Il n’y allait pas de main morte, en 1976, l’éditorialiste du Monde Pierre Viansson-Ponté. Dans une Lettre ouverte aux hommes politiques (Albin Michel) où il apostrophait sans fard les dirigeants et les opposants de l’époque – Mitterrand, Mendès et Rocard, Giscard, Debré, Poniatowski et Marchais –, la flèche décochée à Jacques Chirac trahissait l’impression glaçante que laissait aux observateurs le futur président. « Votre image, commençait Viansson, est parfaitement nette : 1. Arriviste forcené ; 2. Cassant et autoritaire ; 3. Graine de dictateur. » Et de poursuivre : « C’est brutal, c’est cruel aussi, je le sais bien, d’autant que vous avez le travers commun à beaucoup d’hommes politiques : vous voudriez être aimé. »
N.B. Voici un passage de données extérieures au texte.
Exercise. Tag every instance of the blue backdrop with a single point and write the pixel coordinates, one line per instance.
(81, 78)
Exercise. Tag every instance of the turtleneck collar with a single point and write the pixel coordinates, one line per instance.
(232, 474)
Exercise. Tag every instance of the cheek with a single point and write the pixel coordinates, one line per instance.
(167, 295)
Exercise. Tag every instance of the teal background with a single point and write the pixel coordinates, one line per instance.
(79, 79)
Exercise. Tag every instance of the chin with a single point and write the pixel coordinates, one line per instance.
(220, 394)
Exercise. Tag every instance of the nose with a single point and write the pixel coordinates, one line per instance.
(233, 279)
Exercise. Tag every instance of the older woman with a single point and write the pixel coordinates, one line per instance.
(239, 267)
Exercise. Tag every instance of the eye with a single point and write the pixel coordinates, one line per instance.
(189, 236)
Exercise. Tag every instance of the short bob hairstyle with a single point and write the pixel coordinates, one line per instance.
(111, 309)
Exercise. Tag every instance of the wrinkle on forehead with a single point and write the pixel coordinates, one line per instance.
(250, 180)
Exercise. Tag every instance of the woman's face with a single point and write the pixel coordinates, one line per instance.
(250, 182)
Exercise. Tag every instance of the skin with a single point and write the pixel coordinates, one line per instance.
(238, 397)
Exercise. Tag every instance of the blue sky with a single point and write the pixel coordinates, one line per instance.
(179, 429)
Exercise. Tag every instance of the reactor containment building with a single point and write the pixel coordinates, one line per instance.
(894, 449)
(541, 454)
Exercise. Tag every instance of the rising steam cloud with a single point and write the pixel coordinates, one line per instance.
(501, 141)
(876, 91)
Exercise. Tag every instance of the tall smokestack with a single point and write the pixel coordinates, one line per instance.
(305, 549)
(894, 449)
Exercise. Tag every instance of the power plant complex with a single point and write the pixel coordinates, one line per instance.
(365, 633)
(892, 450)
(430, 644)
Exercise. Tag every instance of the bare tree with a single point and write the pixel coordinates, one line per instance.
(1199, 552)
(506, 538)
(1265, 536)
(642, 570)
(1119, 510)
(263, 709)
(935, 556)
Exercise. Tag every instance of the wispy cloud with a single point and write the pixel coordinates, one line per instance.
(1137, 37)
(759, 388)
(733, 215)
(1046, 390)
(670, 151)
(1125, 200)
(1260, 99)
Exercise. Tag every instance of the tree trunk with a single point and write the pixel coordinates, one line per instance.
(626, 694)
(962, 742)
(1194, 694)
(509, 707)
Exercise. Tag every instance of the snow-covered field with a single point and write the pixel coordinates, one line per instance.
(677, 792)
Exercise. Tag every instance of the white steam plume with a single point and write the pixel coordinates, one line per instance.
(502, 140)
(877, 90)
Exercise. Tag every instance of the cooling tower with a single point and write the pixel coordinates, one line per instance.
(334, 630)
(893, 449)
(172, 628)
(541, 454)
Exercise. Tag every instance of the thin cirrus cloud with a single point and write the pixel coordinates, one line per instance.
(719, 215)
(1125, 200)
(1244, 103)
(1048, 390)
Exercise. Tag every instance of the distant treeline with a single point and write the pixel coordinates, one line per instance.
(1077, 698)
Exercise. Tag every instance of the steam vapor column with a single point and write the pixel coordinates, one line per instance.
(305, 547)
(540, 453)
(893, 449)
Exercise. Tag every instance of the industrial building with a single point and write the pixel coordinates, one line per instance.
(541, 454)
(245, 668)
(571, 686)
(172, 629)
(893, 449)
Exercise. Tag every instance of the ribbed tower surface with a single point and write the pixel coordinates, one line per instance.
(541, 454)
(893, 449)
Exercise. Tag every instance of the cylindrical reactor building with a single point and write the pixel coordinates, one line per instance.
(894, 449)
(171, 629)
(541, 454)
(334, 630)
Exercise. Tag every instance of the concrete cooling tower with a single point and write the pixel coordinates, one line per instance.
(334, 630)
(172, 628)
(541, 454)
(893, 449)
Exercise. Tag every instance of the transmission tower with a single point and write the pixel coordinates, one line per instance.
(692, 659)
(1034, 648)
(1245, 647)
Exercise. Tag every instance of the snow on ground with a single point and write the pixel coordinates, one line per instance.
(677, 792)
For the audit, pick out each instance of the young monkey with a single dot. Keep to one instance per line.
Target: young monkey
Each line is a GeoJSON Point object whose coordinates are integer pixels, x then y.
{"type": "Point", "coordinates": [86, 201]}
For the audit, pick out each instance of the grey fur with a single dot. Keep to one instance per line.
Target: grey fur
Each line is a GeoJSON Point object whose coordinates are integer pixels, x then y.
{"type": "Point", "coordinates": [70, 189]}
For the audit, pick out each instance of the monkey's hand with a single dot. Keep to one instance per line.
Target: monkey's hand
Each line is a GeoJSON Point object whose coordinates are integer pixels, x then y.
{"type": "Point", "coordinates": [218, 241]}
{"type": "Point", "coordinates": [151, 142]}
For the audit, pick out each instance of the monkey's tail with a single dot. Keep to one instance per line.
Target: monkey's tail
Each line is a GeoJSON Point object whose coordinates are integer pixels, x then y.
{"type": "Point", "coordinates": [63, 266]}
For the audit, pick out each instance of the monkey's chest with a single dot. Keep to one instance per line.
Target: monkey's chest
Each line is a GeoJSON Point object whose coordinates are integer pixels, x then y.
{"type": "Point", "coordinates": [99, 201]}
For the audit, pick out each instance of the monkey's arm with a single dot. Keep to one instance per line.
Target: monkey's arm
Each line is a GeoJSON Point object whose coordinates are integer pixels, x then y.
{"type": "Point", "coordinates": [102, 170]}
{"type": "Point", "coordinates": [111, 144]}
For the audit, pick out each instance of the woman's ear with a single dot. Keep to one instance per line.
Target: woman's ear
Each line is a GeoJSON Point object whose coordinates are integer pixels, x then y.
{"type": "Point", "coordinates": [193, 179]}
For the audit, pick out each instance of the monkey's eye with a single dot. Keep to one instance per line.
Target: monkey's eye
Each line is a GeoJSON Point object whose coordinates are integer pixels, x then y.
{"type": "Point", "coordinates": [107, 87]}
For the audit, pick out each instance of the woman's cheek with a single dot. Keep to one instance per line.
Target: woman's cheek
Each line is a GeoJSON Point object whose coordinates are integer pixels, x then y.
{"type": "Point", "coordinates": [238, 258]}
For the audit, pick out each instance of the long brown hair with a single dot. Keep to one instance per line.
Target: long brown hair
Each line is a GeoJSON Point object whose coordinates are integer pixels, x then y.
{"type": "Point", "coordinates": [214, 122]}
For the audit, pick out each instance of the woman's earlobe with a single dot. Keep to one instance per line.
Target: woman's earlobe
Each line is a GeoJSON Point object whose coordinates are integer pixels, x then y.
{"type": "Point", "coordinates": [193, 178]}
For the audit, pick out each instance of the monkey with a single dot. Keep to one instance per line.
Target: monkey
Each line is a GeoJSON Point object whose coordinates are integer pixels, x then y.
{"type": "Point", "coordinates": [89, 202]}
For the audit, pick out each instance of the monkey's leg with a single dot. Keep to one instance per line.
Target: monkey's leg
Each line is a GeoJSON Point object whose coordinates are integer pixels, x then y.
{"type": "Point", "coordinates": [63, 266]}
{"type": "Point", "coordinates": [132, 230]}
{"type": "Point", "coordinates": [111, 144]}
Plusieurs décennies après ce jugement sévère, pour ne pas dire lapidaire, l’image de l’intéressé s’est sérieusement infléchie. Jacques Chirac, dont la mémoire a été célébrée dans tout le pays et au-delà depuis l’annonce de son décès le 26 septembre, était d’abord un démocrate. Il le montra en maintes occasions quand, le Front national poussant sa corne jusque dans le camp de la droite républicaine, il refusa toute alliance électorale avec le parti de Jean-Marie Le Pen. Forcé d’affronter ce dernier dans un duel au sommet le 21 avril 2002, il avait accusé le coup d’un triomphe amer face à un adversaire qui ne lui inspirait que mépris et dont il ne partageait en rien les idées.

D’où vient alors que le bilan de Jacques Chirac paraisse au bout du compte si mince, si décevant même, sans pour autant mériter le qualificatif de « roi fainéant » dont son successeur Nicolas Sarkozy l’avait affublé ? C’est que l’ancien maire de Paris, comme nous le laisse penser Michèle Cotta dans un texte très personnel, est passé à côté de son destin. Voilà qui peut sembler curieux pour un homme qui fut deux fois Premier ministre et présida aux destinées de la France douze ans durant. « N’aurait-il pu, demande la journaliste, lui qui parlait d’un “travaillisme à la française”, qui s’est fait élire en 1995 pour réduire la “fracture sociale”, donner un autre éclat à sa présidence ? » Au fond, lui qui se voyait en homme de gauche – mais farouche adversaire des partis de gauche –, n’a pu transcender les lignes politiques traditionnelles pour rebattre les cartes. Audacieux dans la conquête mais prudent dans l’exercice (laminant) du pouvoir, Chirac n’a pas utilisé le boulevard qui s’était ouvert devant lui au printemps 2002. À ses proches, il avouait n’avoir pas su faire. Cet échec ne l’a pas empêché d’atteindre cette ambition que lui prêtait Pierre Viansson-Ponté : être aimé.